Saturday, September 27, 2008

Eid, a Celebration of the End of Ramadan

Eid in my house is always the same every year, but instead of being a monotonous affair, it’s become a much anticipated tradition. My father and brother attend the earliest Eid prayers, and my mother drags me out of bed because I refuse to be alert at the hideously early hour of 6am. I always take my time getting dressed in my newest pair of shalwar kameez while my mother puts the finishing touches on the halwa that she prepared the night before in anticipation of the holiday.

After prayers, my entire extended family gathers at my house and indulges in a delectable, traditional Pakistani breakfast of puris, halwa, aloo, chole, and sheer khorma. The kitchen floor is covered with plastic bags displaying raw puris that need to be deep fried, and my aunts prepare the rest of the breakfast with my mother while my cousins run around the house or play video games and my uncles watch Geo TV. Later, my cousins and I scheme about the best methods of extorting Eidi from our uncles, some of whom make it notoriously difficult. I always end up being the emissary for the rest of the group, because I am one of the few older cousins who is not ashamed to pander for money. It’s a loud, robust holiday for us, with its distinct rituals, flavors, and foods.

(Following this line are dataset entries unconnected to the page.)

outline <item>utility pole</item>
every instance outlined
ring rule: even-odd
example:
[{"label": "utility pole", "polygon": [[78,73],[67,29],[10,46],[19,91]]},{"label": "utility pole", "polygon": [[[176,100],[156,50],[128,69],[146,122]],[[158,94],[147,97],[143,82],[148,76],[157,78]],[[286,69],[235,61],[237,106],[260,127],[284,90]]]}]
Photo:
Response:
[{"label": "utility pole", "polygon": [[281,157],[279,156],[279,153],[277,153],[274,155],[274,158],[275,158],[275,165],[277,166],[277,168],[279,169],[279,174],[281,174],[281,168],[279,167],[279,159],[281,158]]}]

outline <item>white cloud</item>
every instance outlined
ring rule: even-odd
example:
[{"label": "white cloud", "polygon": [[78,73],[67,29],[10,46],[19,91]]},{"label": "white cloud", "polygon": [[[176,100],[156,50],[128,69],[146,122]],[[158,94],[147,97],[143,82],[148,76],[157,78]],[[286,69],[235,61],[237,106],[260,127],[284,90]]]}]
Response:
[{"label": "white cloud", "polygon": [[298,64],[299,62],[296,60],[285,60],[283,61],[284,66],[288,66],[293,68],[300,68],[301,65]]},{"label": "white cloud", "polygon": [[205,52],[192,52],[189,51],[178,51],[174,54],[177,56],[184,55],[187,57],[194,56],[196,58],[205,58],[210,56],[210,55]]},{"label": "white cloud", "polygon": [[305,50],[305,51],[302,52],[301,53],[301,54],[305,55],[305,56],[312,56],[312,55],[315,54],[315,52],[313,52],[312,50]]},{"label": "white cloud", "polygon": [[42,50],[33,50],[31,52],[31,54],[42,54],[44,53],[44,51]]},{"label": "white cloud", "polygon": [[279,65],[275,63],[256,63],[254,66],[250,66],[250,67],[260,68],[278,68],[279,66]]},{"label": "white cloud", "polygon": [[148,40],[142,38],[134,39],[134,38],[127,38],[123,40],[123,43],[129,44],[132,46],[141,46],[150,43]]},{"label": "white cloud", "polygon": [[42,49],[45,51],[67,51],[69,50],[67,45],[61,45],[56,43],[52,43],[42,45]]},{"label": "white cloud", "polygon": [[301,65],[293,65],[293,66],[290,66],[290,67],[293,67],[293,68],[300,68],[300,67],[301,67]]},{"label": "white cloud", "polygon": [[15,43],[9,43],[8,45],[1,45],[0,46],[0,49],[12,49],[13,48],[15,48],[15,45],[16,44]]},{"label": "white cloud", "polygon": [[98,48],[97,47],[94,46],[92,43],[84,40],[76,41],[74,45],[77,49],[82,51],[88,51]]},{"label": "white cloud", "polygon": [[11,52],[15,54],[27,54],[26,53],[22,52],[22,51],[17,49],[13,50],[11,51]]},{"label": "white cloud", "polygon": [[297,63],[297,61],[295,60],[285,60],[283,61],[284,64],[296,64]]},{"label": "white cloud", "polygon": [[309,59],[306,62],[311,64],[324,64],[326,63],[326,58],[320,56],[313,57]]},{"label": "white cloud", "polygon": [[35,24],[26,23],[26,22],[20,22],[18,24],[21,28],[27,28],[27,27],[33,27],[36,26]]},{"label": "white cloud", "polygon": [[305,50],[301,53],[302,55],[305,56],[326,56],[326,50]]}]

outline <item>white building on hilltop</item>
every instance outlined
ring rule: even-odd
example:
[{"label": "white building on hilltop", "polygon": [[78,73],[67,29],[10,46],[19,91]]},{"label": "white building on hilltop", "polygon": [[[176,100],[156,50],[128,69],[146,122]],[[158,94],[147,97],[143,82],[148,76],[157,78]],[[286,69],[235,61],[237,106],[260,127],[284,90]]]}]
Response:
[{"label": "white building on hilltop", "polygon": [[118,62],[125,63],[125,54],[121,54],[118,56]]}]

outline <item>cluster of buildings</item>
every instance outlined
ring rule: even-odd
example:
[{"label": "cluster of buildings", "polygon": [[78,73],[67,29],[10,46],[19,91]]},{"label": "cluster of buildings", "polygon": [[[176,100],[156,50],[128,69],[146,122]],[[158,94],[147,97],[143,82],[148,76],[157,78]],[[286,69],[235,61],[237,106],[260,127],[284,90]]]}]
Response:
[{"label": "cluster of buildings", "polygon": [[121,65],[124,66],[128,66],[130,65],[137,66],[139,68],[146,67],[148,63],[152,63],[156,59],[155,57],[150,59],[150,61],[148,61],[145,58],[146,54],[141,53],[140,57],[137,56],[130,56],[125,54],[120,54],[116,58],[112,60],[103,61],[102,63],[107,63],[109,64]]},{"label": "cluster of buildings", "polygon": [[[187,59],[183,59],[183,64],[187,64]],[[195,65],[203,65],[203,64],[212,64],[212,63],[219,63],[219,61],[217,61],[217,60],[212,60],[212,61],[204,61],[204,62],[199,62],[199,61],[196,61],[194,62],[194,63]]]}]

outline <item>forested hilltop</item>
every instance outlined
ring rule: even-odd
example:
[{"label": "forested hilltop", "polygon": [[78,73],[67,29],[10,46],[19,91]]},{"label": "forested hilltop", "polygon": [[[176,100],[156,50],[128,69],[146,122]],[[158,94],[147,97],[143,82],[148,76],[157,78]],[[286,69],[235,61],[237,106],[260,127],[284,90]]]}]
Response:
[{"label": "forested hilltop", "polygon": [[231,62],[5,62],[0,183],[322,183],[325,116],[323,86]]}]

However, I believe that the last Eid I celebrated with my family was probably six years ago, in my freshman year of college when Eid coincided with Thanksgiving break. That was also a confusing one for me, as I was attending college in Boston, where the Muslim community had started its fast one day before my parents did, but I celebrated Eid with my family in New Jersey, where the community fasted for one day less than I had. This split was by no means atypical, and at times, the divide over Ramadan has had a clearly demarcated cultural and ethnic face, as the Arab Muslims followed Saudia Arabia’s declaration of the first day of Ramadan while the Pakistani Muslims followed Pakistan’s declaration. I had never been cognizant of these disputes because they had never really affected me, since when I lived at home, I just followed whatever my parents decided to do, and most of the Muslims in my community—many of whom were South Asian—tended to celebrate on the same day. Yet when I went to college, and the imam declared the beginning of Ramadan, I called home and wished my parents Ramadan Mubarak. Their confused reaction –“You’re one day early!” my mother told me—shocked me with the realization that now I was in a state of discordance with my parents. It was strange to be fasting when my parents, who had always been my guides in spirituality and religion, were not fasting, and I resented the semantic divides that cleaved the beginning of the holy month for my parents and me. The questions of moon sighting versus calculations, or whether we should follow Saudia Arabia considering that we would have to follow their calendar for Hajj, were not uniquely interesting to me, and at first, I wanted to follow the calendar to which my parents were adhering. Although I had to follow the local community, I felt a certain degree of sadness about this deviation from the norm.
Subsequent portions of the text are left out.